The Only Good Indians - Stephen Graham Jones

Summary: Seamlessly blending classic horror and a dramatic narrative with sharp social commentary, The Only Good Indians follows four American Indian men after a disturbing event from their youth puts them in a desperate struggle for their lives. Tracked by an entity bent on revenge, these childhood friends are helpless as the culture and traditions they left behind catch up to them in a violent, vengeful way. (Summary and pic from

My Review: I’m excited to be reviewing this book during the spooky season of the year. I am one of those people who has no problem reading scary/creepy/mysterious/horror books at any time of the year. I love them whenever! However, I do feel like I need to be planning ahead of what I’m going to read to get me in to the optimal Halloween mood. Murder? Ghosts? Paranormal activity? Zombies? Vampires? Scary houses? Creepy people? Lore? Cultural myths and creatures? The possibilities are endless and delightful! Today I bring you a review of a book that is fun because it covers several of the topics I listed above in a possible Halloween mishmash of delight.
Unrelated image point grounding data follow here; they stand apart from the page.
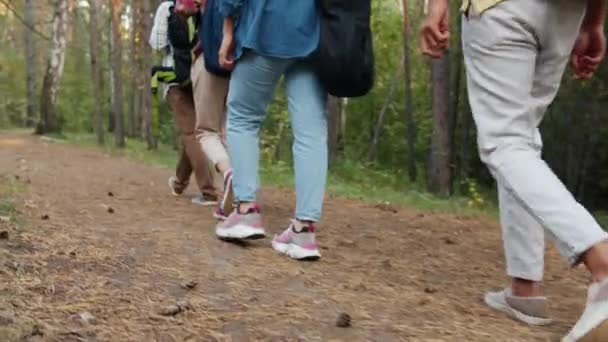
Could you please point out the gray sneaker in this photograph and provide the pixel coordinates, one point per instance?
(205, 200)
(530, 310)
(299, 245)
(177, 187)
(246, 226)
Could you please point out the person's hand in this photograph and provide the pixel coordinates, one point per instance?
(435, 35)
(226, 53)
(589, 50)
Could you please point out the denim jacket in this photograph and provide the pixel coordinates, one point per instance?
(274, 28)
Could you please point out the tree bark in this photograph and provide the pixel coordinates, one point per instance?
(30, 58)
(110, 75)
(48, 116)
(454, 108)
(334, 113)
(117, 103)
(439, 171)
(408, 112)
(146, 99)
(373, 146)
(94, 42)
(134, 66)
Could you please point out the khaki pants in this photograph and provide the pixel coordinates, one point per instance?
(191, 157)
(210, 93)
(515, 56)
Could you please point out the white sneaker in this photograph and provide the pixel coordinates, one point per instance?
(530, 310)
(593, 324)
(206, 200)
(176, 187)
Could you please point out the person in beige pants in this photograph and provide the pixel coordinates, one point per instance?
(210, 93)
(515, 54)
(180, 100)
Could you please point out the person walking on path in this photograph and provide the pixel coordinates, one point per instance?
(180, 99)
(515, 54)
(210, 92)
(272, 40)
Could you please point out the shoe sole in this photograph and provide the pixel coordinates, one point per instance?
(219, 217)
(240, 232)
(518, 315)
(203, 203)
(598, 334)
(296, 252)
(228, 198)
(173, 192)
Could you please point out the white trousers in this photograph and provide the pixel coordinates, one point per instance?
(515, 56)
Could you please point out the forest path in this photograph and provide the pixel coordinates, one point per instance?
(402, 275)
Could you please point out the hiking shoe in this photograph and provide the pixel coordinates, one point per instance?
(530, 310)
(593, 324)
(177, 187)
(226, 205)
(299, 245)
(247, 226)
(205, 200)
(219, 213)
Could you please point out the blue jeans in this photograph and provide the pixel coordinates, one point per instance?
(252, 85)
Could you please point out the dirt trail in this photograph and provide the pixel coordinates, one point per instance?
(404, 276)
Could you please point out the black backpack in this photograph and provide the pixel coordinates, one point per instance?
(344, 60)
(179, 33)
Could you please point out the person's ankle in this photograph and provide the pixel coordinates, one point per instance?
(300, 224)
(596, 260)
(244, 207)
(526, 288)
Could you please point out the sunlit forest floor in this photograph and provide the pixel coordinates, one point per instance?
(94, 248)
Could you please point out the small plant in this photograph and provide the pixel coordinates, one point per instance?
(475, 198)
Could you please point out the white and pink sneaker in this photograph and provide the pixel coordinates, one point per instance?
(299, 244)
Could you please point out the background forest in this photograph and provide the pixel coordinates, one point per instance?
(80, 70)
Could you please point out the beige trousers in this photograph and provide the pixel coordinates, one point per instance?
(192, 158)
(210, 93)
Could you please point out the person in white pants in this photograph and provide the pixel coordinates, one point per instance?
(515, 53)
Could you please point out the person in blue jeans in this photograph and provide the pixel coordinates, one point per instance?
(271, 39)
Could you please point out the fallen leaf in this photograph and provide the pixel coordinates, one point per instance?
(190, 284)
(344, 320)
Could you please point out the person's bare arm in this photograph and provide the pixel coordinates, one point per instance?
(590, 47)
(596, 13)
(435, 34)
(226, 53)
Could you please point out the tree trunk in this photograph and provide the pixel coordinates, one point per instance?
(146, 100)
(439, 171)
(117, 105)
(48, 117)
(408, 112)
(454, 110)
(373, 146)
(30, 58)
(134, 71)
(110, 75)
(334, 113)
(94, 42)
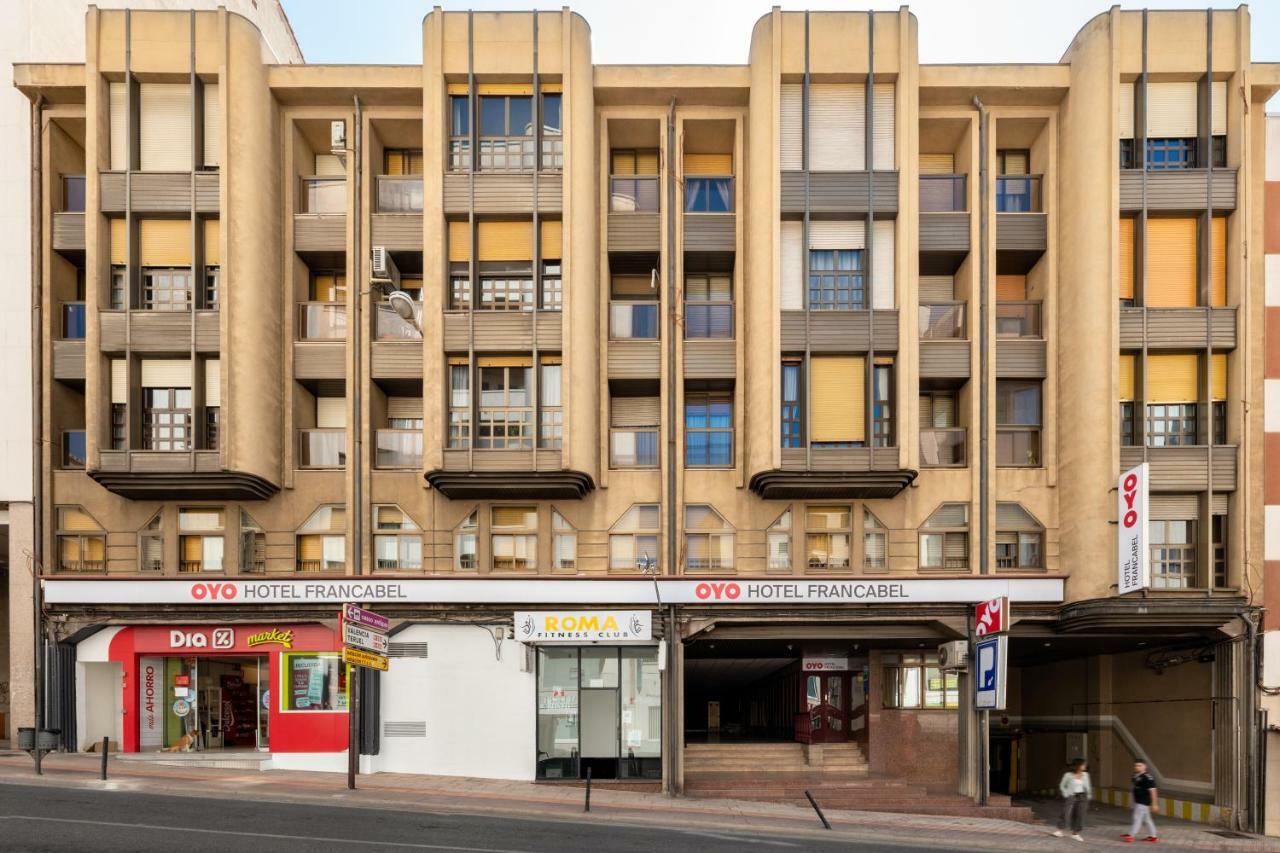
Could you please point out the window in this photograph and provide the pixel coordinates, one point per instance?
(200, 541)
(709, 306)
(1173, 553)
(634, 539)
(708, 538)
(252, 544)
(563, 543)
(167, 290)
(708, 429)
(167, 419)
(81, 541)
(314, 682)
(918, 682)
(397, 541)
(836, 281)
(874, 543)
(513, 538)
(1018, 423)
(828, 538)
(792, 410)
(780, 543)
(323, 542)
(465, 557)
(1019, 538)
(506, 418)
(945, 538)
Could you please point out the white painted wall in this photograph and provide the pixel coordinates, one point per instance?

The Only Good Indians starts out like any good crime book with a nod and some background to the situation that stirred all this madness up. I always like this, and often find myself reading this part again after I’ve read the whole book just to figure out all the things I didn’t know that I didn’t know. Once it launches in to the telling of the story, things seem normal enough, as far as a crime book goes. As the book goes on, however, it becomes very obvious that things are not what they seem—there is a crime, yes, but then there are more crimes of passion and murder, and all underlying it and fortifying it is Native American beliefs, stories, and characters who flesh out what is happening and why. It’s great! I always love stories based on culture, and Stephen Graham Jones does a great job of this.

One of the things I really appreciated about this book was the Native American perspective that the author brings. It’s one thing for an outsider to observe and state what they think about the Navajo and Blackfeet culture, and how it has evolved over the centuries, but completely another for one to comment on their own culture (the author is Blackfeet Native American). There are things about relationships between tribes, relationships to land, relationships to each other that we can’t fathom unless we are let in by one who is part of it, and I was grateful for Stephen Graham Jones doing this in such a way that I felt like I was able to get a glimpse into this very important Native culture. I thought the characters were interesting and added viewpoints (because of course not everyone feels the same, even about their own shared experiences and history), and I felt like this story did a great job of discussing a culture that is within two worlds—the historical and the recent.
Let’s talk about the horror of this book. Oh, there is definitely some! The entity that comes to haunt the characters because of a past event is fearsome and frightening! I don’t want to give too much away, but suffice it to say that I thought it was very scary, and its idea of retribution and why it existed was fascinating but also deliciously scary. This part of the story was confusing at times, just because I think I was messing up which characters were which. However, my confusion did not interfere with the horror of it all. That was loud and clear!

This is a great book if you are in to Native American culture and lore, or even if you’re just a crime or horror reader. It will be a great, creepy ready for your Halloween season!

My Rating: 3.5 Stars

For the sensitive reader: There is violence, language, and referral to sex (although nothing graphic). I would say that if you read this genre, you’ll be fine with this book.